Change on cards in this Year of Rooster
During a New Year news conference in Ise, a city in central Japan's Mie prefecture, Japanese Prime Minister Shinzo Abe said he was not thinking of dissolving the House of Representatives for an election. He referred to this year being a Year of the Rooster in the Chinese zodiac, and said that such years "have frequently served as major political turning points".
Indeed, the political ups and downs in several years of rooster, such as 1957, 1969, 1993 and 2005, have been significant for Japan.
Nobusuke Kishi, Abe's grandfather, became Japan's prime minister and spoke to the US House and Senate in separate gatherings in 1957. A co-signer of the declaration of war against the United States in 1941, Kishi was nonetheless leader of the United States' most important Pacific ally in the early years of the Cold War.
Japanese prime minister Eisaku Sato dissolved the House of Representatives, or the Lower House, in 1969 after clinching a deal on the return of Okinawa with the United States, which had occupied the island following Japan's surrender in 1945.
Abe himself was first elected to the Lower House of Japan's parliament in 1993. In that year the Liberal Democratic Party, which Abe belongs to, lost an election for the first time after World War II.
And Japanese prime minister Junichiro Koizumi called a snap election in 2005 asking for a mandate for his blueprint on postal privatization. His LDP won a sweeping victory. But his annual visits to the Yasukuni Shrine where 14 Japanese Class-A war criminals are enshrined along with the millions of the country's war dead, destroyed much of Japan's standing with its neighbors. His resignation in 2006 was followed by years of a revolving-door premiership in Japan.
Abe has not been good to his words on New Year's Day as he dissolved the Lower House on Sept 28, which will make this Year of the Rooster another turning point for Japan.
Following Abe's announcement, the previous largest opposition party, the Democratic Party, disbanded. Its conservative members have joined the new Party of Hope, led by Tokyo Governor Yuriko Koike, while its left-leaning members have established a new party, the Constitutional Democratic Party; others are running in the election as independents. The rest of Japan's opposition camp is too weak and fragmented to make waves, giving the LDP an advantage.
Abe is likely to survive his gamble on a snap election as media polls show that the LDP-Komeito coalition is heading for a big win next Sunday. He has said he will step down if the ruling parties fail to grab a majority, or 233, of the 465-seats in the Lower House.
The Party of Hope will probably be the second-largest winner but it is unlikely to upend the LDP. However, the rise of the new party, which is in favor of revising Japan's Constitution-including the war-renouncing Article 9, will give Abe a shot in the arm for his pet project.

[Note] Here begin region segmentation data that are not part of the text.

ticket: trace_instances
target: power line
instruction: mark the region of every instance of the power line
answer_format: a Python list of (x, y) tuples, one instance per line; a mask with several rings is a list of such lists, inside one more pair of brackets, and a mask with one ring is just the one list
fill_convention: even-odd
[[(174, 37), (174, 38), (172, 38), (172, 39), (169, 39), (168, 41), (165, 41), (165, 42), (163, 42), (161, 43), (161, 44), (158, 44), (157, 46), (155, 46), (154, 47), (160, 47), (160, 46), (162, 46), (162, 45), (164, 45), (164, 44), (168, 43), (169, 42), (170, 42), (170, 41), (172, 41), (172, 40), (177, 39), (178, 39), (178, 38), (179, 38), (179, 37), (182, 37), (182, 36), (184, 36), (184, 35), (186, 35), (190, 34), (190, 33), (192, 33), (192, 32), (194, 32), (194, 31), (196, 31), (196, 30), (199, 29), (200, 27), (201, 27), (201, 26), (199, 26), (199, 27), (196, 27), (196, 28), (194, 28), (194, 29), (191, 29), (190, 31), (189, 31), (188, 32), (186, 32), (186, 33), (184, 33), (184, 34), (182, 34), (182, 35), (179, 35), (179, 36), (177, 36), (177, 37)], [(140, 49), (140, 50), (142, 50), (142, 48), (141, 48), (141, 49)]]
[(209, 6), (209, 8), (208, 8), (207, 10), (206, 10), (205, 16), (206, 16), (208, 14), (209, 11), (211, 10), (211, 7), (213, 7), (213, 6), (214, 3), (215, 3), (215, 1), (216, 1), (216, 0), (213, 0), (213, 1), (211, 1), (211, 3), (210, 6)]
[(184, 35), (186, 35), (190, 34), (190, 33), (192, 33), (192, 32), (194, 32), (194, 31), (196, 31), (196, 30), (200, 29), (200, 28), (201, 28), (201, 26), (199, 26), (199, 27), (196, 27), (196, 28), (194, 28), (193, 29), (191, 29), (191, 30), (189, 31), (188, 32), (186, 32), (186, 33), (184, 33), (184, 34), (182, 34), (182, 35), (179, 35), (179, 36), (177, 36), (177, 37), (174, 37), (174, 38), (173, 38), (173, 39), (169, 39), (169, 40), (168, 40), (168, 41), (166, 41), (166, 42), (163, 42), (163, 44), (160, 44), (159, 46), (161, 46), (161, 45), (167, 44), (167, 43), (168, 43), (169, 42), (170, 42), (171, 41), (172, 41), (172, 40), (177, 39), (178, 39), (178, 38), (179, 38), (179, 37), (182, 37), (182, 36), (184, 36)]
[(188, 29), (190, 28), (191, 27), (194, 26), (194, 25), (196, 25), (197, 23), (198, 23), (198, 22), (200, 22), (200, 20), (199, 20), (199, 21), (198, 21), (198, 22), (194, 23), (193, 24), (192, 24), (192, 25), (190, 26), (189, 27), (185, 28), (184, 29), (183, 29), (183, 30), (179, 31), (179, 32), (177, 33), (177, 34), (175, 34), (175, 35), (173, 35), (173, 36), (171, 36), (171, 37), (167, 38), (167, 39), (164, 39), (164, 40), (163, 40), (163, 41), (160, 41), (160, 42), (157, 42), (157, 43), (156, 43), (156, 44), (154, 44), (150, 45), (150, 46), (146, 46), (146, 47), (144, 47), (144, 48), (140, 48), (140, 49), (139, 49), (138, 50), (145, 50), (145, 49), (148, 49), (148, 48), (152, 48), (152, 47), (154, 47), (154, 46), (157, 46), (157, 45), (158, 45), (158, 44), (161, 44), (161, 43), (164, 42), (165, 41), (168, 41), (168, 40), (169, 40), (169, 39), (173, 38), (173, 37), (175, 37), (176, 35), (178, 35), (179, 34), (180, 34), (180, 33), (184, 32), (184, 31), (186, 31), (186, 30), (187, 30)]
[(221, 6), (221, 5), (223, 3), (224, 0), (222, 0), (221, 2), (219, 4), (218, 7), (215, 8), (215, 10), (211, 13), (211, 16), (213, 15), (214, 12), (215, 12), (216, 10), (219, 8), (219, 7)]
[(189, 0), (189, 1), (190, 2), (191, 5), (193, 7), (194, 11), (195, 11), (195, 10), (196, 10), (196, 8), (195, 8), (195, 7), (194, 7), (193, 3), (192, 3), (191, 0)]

In an interview with the Yomiuri Shimbun published on May 3, the country's Constitution Memorial Day, which marks the promulgation of the document that has shaped Japan's domestic and international politics since 1947, Abe described the 70th anniversary of Japan's Constitution this year as a "ripe opportunity" to revise it. He wants a new Constitution to come into effect in 2020.
The pledge to revise the Constitution has, for the first time, made it to the LDP election platform.
The ruling coalition has a two-thirds supermajority in the Upper House. Now Japanese media predict that the pro-revision parties are on track to win more than two-thirds of the seats in the Lower House. Amending the Constitution requires a two-thirds majority in both chambers of Japan's parliament and a majority of public support in a national referendum.
The result of the election in this Year of the Rooster looks like heralding the beginning of a fundamental change in Japan that will worry many people in and outside the country.
The author is China Daily Tokyo bureau chief.